No Sex on Main Street
For the past two or three decades, gay rights activists have tried to promote their agenda by making out gays as a quasi-ethnic group. They have staged Gay Pride events modeled after St. Patrick's Day Parades, Columbus Day Festivities and other ethnic celebrations on the American liturgical calendar and compared bans on gay marriage to laws against "miscegenation." One activist I know insists on referring to gays as "Lesbigay People"--reminiscent of Paul Revere and the Raiders' chorus Cherokee People, Cherokee Tribe.
Prima facie this was a promising strategy: Americans are, self-consciously, a nation of immigrants committed to affirming the ethnic heritage of diverse cultural groups; during the past 50 years the civil rights movement has brought blacks into the American mainstream as an ethnic group rather than an untouchable caste. So, it must have looked as if, with a sophisticated publicity strategy, Americans could be sold on the idea that gays were a cultural group rather than people with peculiar sexual tastes, and be persuaded to affirm them as one more ingredient in the ethnic salad bowl. This strategy was a failure for the following reasons:
First the assumption on which it rests is obviously false. Gays are not an ethnic group except in the metaphorical sense that surfers, academics or deaf people are. Surfers, academics and the deaf do form cultural groups--and, like gays, the extent to which individual surfers, academics and deaf people identify with their respective cultures varies widely and is a matter of choice.

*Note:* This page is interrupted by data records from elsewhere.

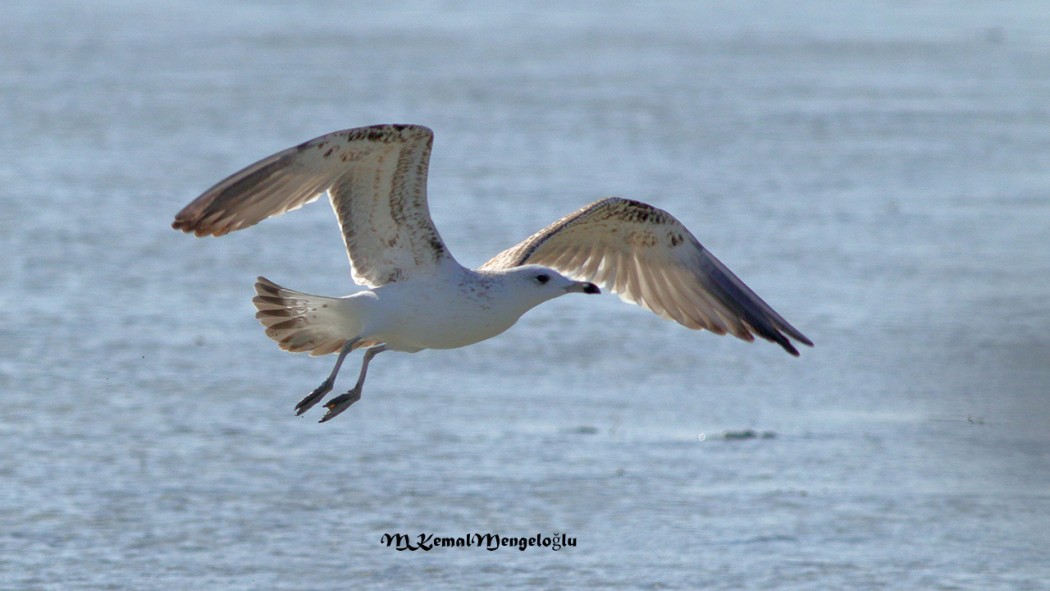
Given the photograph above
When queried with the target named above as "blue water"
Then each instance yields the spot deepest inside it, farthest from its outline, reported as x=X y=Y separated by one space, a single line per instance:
x=878 y=171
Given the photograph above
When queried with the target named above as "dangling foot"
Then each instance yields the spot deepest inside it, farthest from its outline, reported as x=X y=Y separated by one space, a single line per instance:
x=314 y=397
x=327 y=385
x=340 y=403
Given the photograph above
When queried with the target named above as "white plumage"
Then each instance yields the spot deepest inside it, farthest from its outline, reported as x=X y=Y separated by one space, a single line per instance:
x=420 y=297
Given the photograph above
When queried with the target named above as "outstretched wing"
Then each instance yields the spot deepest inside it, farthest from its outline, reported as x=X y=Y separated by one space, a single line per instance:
x=648 y=257
x=376 y=181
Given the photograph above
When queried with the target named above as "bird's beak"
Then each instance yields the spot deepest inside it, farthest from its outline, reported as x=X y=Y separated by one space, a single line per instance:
x=584 y=288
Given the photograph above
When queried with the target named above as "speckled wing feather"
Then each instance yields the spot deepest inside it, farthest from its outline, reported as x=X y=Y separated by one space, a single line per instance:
x=648 y=257
x=376 y=181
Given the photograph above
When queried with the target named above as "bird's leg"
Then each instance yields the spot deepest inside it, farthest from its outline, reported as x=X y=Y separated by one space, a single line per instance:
x=341 y=402
x=327 y=385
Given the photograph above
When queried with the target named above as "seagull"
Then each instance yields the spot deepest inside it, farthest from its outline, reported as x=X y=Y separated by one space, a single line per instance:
x=419 y=297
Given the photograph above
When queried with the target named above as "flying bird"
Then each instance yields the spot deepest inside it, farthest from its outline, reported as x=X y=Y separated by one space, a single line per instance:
x=419 y=297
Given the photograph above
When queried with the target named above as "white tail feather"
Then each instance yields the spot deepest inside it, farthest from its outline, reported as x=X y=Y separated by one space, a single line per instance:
x=300 y=321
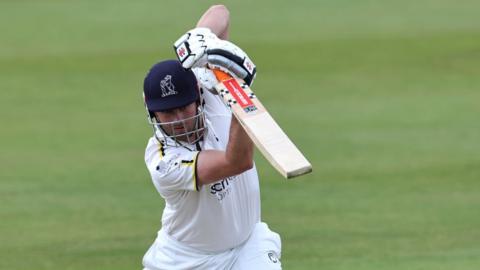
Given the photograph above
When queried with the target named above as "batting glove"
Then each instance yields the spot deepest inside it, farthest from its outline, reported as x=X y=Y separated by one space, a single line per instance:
x=191 y=47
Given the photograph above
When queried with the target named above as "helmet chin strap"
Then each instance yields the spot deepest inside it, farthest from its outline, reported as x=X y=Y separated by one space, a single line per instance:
x=182 y=139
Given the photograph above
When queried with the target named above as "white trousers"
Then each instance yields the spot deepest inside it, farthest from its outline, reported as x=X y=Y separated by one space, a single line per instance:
x=262 y=250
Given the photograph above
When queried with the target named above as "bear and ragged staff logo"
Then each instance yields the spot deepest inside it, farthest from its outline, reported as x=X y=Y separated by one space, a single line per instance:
x=167 y=86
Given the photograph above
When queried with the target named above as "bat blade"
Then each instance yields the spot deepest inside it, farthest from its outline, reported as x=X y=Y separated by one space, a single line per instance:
x=264 y=131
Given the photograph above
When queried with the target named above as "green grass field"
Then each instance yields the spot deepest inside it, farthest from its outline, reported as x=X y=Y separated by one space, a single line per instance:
x=382 y=96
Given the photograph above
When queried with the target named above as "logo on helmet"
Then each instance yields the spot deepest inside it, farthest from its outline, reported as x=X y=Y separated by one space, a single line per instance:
x=167 y=86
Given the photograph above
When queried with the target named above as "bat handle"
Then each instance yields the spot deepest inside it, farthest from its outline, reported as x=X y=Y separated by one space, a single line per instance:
x=221 y=76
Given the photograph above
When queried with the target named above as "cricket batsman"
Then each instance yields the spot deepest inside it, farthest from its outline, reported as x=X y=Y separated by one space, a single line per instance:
x=201 y=160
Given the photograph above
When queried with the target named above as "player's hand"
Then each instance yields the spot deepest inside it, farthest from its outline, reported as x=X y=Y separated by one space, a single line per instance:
x=230 y=58
x=191 y=47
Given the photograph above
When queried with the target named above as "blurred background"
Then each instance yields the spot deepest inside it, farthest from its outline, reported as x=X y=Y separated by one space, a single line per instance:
x=382 y=96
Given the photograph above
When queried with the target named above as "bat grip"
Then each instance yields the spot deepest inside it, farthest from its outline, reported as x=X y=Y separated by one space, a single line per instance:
x=221 y=76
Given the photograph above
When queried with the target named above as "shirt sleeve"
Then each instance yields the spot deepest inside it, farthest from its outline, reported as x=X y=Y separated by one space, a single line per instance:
x=172 y=169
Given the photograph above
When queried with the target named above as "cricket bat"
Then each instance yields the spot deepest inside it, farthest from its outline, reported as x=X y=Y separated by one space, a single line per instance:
x=267 y=135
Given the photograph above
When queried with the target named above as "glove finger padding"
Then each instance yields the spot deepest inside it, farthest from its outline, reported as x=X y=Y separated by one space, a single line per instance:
x=190 y=48
x=228 y=57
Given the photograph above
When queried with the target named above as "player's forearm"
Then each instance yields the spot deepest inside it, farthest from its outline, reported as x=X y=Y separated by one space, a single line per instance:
x=217 y=19
x=239 y=152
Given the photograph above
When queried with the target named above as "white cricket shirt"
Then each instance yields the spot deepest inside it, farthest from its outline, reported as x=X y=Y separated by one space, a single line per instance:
x=217 y=216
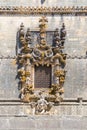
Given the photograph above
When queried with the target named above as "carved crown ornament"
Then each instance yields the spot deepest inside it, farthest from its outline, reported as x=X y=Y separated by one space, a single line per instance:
x=73 y=10
x=45 y=55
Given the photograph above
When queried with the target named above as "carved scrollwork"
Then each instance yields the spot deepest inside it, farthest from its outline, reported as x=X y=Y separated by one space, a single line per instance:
x=41 y=54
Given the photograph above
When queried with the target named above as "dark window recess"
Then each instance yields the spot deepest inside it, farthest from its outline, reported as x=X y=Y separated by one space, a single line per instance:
x=42 y=77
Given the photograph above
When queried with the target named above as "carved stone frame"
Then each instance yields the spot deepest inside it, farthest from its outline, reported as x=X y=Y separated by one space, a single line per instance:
x=41 y=54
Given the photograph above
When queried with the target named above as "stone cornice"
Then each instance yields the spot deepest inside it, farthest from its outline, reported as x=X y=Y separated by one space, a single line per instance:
x=15 y=10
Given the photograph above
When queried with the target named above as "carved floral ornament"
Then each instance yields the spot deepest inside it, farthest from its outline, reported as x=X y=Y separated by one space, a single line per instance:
x=44 y=55
x=74 y=10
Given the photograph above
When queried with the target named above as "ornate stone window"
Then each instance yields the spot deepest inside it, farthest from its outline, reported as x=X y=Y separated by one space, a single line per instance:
x=41 y=66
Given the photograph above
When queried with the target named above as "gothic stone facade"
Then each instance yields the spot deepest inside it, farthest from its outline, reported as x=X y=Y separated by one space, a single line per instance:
x=71 y=112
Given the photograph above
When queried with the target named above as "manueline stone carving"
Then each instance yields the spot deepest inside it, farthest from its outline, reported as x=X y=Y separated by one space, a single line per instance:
x=41 y=54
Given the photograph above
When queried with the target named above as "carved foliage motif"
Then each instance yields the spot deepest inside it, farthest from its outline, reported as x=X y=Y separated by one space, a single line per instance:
x=41 y=54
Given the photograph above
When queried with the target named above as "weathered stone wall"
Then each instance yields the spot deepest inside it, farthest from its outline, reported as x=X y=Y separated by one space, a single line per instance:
x=45 y=3
x=71 y=113
x=75 y=47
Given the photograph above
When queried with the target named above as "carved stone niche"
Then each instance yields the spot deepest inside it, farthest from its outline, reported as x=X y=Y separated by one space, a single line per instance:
x=41 y=67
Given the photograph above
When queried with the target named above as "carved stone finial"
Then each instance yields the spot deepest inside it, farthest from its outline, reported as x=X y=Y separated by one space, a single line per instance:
x=42 y=27
x=63 y=34
x=56 y=41
x=28 y=36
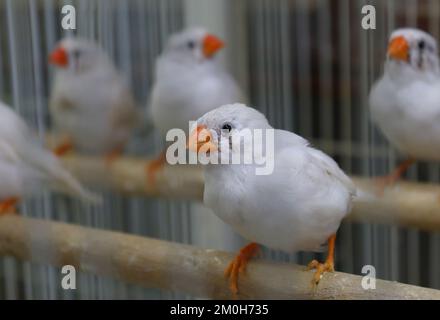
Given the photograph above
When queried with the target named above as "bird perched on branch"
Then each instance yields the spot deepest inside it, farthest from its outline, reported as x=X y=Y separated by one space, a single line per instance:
x=405 y=102
x=297 y=206
x=189 y=82
x=25 y=167
x=91 y=104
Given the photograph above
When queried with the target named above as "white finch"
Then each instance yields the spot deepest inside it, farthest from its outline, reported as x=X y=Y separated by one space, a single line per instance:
x=296 y=207
x=405 y=102
x=188 y=83
x=25 y=167
x=91 y=104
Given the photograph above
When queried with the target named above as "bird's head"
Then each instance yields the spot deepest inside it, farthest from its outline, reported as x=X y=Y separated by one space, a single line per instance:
x=413 y=48
x=77 y=55
x=193 y=45
x=224 y=130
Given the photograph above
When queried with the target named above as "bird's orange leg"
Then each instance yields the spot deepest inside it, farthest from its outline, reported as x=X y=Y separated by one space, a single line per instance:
x=238 y=265
x=384 y=182
x=154 y=166
x=8 y=206
x=63 y=148
x=328 y=265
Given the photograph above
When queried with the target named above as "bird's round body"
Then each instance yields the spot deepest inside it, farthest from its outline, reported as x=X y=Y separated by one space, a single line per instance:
x=188 y=83
x=91 y=105
x=405 y=102
x=296 y=207
x=25 y=167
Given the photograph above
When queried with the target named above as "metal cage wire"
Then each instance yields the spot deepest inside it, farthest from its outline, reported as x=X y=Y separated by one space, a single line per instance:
x=308 y=65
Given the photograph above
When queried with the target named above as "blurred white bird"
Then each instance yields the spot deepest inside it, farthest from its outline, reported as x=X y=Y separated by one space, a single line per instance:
x=189 y=82
x=297 y=207
x=25 y=167
x=91 y=104
x=405 y=102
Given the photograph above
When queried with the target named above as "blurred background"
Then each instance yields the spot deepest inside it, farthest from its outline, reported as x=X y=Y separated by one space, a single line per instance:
x=307 y=64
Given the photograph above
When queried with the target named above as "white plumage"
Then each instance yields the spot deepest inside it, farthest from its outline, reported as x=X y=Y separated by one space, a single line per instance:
x=189 y=82
x=91 y=103
x=297 y=207
x=25 y=167
x=405 y=102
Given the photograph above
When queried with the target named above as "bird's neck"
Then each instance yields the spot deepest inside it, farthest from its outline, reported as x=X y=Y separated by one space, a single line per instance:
x=405 y=73
x=175 y=69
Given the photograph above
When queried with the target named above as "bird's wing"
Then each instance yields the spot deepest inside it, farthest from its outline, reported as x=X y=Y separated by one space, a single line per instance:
x=19 y=144
x=286 y=141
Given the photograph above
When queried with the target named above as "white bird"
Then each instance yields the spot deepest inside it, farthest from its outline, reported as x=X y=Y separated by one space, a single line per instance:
x=25 y=167
x=297 y=207
x=405 y=102
x=188 y=83
x=91 y=104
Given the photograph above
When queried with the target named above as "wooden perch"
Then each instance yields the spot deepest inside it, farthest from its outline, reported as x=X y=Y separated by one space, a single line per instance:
x=406 y=204
x=177 y=267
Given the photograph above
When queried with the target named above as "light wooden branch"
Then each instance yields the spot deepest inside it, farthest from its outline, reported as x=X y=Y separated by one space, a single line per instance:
x=177 y=267
x=406 y=204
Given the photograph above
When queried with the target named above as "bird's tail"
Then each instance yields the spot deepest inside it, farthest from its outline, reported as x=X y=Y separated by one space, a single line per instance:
x=58 y=177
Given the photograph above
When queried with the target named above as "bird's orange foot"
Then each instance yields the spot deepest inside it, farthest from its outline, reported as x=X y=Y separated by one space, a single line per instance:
x=238 y=265
x=7 y=206
x=321 y=268
x=63 y=149
x=154 y=166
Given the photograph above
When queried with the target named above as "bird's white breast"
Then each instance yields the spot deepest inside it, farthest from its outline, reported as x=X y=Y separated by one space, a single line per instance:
x=409 y=116
x=292 y=209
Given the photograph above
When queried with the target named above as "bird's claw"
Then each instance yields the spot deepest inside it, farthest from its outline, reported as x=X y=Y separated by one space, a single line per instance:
x=238 y=265
x=320 y=268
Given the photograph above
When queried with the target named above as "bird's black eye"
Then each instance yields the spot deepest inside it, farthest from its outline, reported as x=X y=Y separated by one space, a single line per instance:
x=227 y=127
x=76 y=53
x=191 y=44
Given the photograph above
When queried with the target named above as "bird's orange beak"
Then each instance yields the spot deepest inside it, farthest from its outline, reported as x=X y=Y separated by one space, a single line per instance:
x=59 y=57
x=399 y=48
x=201 y=141
x=211 y=44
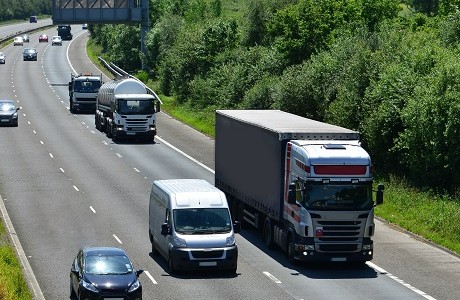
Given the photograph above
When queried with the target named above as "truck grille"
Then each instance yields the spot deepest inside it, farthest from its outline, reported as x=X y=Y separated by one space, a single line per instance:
x=198 y=254
x=339 y=236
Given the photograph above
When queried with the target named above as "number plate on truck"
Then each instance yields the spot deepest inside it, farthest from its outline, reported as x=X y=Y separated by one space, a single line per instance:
x=338 y=259
x=207 y=263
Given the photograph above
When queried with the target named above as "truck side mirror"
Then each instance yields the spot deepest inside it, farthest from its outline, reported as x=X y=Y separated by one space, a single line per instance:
x=236 y=227
x=157 y=106
x=165 y=229
x=379 y=194
x=292 y=194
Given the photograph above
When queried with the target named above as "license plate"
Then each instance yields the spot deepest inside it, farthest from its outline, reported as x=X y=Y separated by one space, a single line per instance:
x=339 y=259
x=208 y=264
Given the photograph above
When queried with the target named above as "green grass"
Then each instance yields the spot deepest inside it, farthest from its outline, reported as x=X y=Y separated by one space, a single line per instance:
x=12 y=283
x=431 y=216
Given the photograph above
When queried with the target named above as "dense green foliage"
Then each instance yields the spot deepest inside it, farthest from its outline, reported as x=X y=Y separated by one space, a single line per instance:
x=18 y=9
x=386 y=68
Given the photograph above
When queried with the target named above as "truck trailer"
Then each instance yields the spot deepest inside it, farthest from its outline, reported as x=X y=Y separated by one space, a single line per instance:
x=83 y=89
x=305 y=184
x=125 y=109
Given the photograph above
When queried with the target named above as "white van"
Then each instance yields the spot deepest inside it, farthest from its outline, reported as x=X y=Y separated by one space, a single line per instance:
x=191 y=227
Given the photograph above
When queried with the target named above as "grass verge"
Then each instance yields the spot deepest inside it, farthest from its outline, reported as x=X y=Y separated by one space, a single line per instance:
x=12 y=283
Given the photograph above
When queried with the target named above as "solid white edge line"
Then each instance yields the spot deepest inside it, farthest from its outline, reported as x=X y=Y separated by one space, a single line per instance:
x=27 y=269
x=185 y=154
x=150 y=277
x=400 y=281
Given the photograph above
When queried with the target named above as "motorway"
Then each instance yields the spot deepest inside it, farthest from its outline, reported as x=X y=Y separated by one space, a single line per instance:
x=65 y=185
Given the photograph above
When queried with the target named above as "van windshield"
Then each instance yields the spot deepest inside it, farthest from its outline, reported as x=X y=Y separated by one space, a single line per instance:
x=202 y=220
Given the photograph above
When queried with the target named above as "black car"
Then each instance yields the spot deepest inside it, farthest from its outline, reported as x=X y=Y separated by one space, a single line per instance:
x=30 y=54
x=104 y=272
x=8 y=113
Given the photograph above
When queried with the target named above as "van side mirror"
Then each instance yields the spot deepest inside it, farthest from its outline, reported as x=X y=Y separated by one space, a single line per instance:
x=165 y=229
x=379 y=194
x=236 y=227
x=292 y=194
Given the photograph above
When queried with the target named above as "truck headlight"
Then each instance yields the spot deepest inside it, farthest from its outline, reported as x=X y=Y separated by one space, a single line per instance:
x=230 y=241
x=179 y=243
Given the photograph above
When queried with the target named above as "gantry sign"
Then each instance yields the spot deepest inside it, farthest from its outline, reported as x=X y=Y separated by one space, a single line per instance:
x=103 y=12
x=98 y=11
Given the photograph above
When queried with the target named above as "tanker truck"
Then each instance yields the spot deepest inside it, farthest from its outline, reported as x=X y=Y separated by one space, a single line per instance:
x=306 y=185
x=126 y=110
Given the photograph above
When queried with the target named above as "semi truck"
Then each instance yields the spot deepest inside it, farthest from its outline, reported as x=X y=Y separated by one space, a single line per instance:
x=307 y=185
x=83 y=89
x=64 y=31
x=126 y=110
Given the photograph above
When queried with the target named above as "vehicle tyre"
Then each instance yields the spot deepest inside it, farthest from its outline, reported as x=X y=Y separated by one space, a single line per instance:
x=171 y=266
x=291 y=251
x=72 y=292
x=268 y=233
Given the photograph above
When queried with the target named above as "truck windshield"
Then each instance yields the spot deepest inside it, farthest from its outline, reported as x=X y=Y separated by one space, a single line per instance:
x=202 y=220
x=87 y=86
x=338 y=196
x=136 y=107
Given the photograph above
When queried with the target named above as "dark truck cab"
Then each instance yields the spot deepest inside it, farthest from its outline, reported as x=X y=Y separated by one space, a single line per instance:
x=64 y=31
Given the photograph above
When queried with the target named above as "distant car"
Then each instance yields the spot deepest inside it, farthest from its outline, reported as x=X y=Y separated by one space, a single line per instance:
x=103 y=273
x=56 y=40
x=30 y=54
x=43 y=38
x=18 y=41
x=8 y=113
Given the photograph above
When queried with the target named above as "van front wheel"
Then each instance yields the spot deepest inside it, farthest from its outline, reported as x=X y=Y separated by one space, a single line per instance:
x=172 y=267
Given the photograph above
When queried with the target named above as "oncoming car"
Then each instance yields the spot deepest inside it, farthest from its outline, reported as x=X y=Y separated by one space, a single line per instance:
x=56 y=40
x=30 y=54
x=103 y=273
x=8 y=113
x=43 y=38
x=18 y=41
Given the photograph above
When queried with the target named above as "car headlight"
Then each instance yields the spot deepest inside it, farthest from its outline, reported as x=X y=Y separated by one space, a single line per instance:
x=180 y=243
x=134 y=286
x=230 y=240
x=89 y=286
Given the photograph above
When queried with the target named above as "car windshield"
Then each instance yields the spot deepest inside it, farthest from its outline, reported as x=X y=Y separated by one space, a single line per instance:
x=108 y=265
x=128 y=107
x=7 y=106
x=334 y=196
x=202 y=220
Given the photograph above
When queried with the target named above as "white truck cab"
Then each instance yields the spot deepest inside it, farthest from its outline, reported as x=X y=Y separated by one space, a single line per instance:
x=191 y=227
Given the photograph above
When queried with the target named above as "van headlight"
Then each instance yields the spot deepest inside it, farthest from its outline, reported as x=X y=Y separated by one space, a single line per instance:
x=230 y=241
x=179 y=243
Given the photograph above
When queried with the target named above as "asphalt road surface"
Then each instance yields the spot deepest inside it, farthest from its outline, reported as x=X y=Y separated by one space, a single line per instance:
x=65 y=185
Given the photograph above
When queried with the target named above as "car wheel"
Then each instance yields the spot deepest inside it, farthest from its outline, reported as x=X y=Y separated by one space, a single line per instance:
x=72 y=292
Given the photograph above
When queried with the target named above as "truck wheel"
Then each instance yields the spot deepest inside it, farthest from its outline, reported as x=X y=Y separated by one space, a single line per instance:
x=291 y=251
x=268 y=233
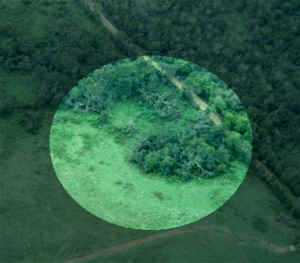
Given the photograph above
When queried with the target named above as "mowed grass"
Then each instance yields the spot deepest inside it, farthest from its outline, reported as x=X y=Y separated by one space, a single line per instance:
x=91 y=164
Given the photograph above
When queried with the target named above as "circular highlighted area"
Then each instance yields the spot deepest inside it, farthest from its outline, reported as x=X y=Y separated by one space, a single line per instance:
x=151 y=143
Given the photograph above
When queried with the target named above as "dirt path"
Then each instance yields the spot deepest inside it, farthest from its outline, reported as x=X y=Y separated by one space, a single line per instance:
x=240 y=240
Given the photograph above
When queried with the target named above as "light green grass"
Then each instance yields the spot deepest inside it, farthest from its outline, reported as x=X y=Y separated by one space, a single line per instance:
x=92 y=166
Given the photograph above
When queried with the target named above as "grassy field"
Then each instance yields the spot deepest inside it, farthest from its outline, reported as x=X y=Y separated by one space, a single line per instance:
x=91 y=164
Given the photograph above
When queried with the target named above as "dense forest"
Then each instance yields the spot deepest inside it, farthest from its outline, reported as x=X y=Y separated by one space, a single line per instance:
x=190 y=144
x=47 y=46
x=260 y=66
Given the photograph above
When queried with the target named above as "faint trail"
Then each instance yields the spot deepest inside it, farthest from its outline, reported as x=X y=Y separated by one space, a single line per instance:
x=240 y=240
x=128 y=245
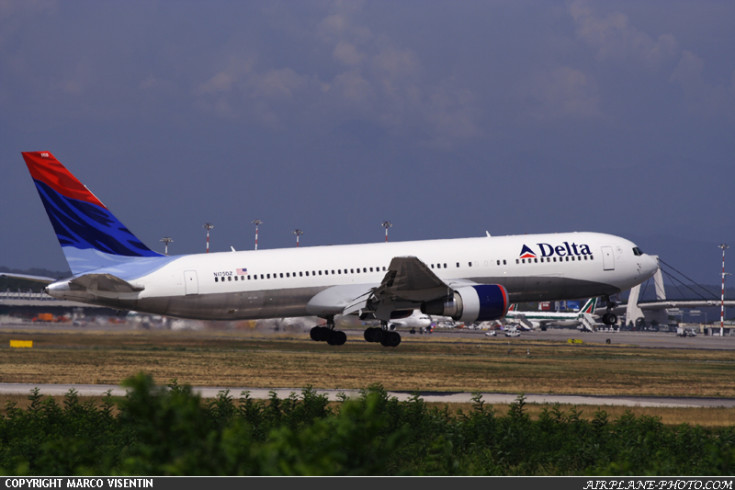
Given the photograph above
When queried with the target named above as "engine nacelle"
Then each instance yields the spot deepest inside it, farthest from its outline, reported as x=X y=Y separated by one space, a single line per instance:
x=471 y=304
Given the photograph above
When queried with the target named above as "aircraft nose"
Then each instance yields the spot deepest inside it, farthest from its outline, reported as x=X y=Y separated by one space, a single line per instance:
x=650 y=265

But none of these cultures is ordinarily transmitted to children through their families and none can claim a history, ancestral homeland or unique cuisine. The idea of a Lesbigay People rings false.
Secondly, comparing gays to women, blacks and other disadvantaged minorities raises people's hackles. Gays are not educationally disadvantaged or, as a group, economically disadvantaged. There is no gay-straight wage gap. The disadvantages gays suffer are largely psychological rather than material. Arguably the role of the state as regards disadvantaged groups is to address material concerns, in particular discrimination in education, employment, housing and access to credit.--not to "affirm" them or persuade people that they are ok.
Finally and perhaps most importantly for practical purposes, whatever other features of gay culture there may be, gays as a group are defined by their sexual tastes and most Americans are not comfortable with the public recognition of a group defined in that way. If I go to a Cinco de Mayo celebration with my kid, and he asks what being Mexican is all about I can point out Mexico on the map and explain that that is where these people or their ancestors came from. If I go to Gay Pride parade with my kid and have to explain what being gay is all about I will have to say that gays are people who prefer to have sex with members of the same sex--there's no way around it. Most Americans are uncomfortable talking about sex with their children and don't want to be put in this position so they resist the public recognition of gays as a cultural group. Gay activists and liberals generally do not seem to get this but I would bet that if they took the trouble to ask the majority of Americans, who oppose anti-sodomy laws and witch-hunts but are also against gay marriage, this is what they would turn up.
Like most good liberals, I like to think I'm more enlightened about sex but maybe I'm not. I don't like the idea that sexuality is a big deal, an important and essential feature of individuals' "identity," rather than a relatively unimportant extra that doesn't have much to do with the person I am. Maybe that's because I grew up during the heyday of the feminine mystique, when we were told in mandatory sex-segregated "hygiene" classes that being female was an important and essential part of our "identities" and that girls who refused to accept their "feminine role" in all departments of life were mentally ill. I don't think that playing sexuality as a matter of importance, much less an essential feature of individual's "identities," benefits anyone and, arguably, the campaign to subsume homosexuality under the aegis of multiculturalism has set back gay rights.
How should those of us who support equal rights for gays play it? Maybe for what it really is: a privacy issue. Sex is a private business: our preferences and activities shouldn't make any difference to the way we're treated in public life or the world of work or undermine equal protection under the law. Gay activists will object that this supports the idea that homosexuality is something shameful, to be hidden in the protected sphere of privacy. Not so. Americans who objected to having a "Gay Pride" parade on Main Street, Disneyland would likely find a "Heterosexual Pride" parade equally objectionable: they just don't want sex of any kind on Main Street.
Ironically, the impulse that generates resistance to gay marriage (by the majority of the American public--not just a minority of conservative Christians), the sense that sex is a private matter, could be turned to promote support for legislation prohibiting discrimination against gays and neutral domestic partnership arrangements.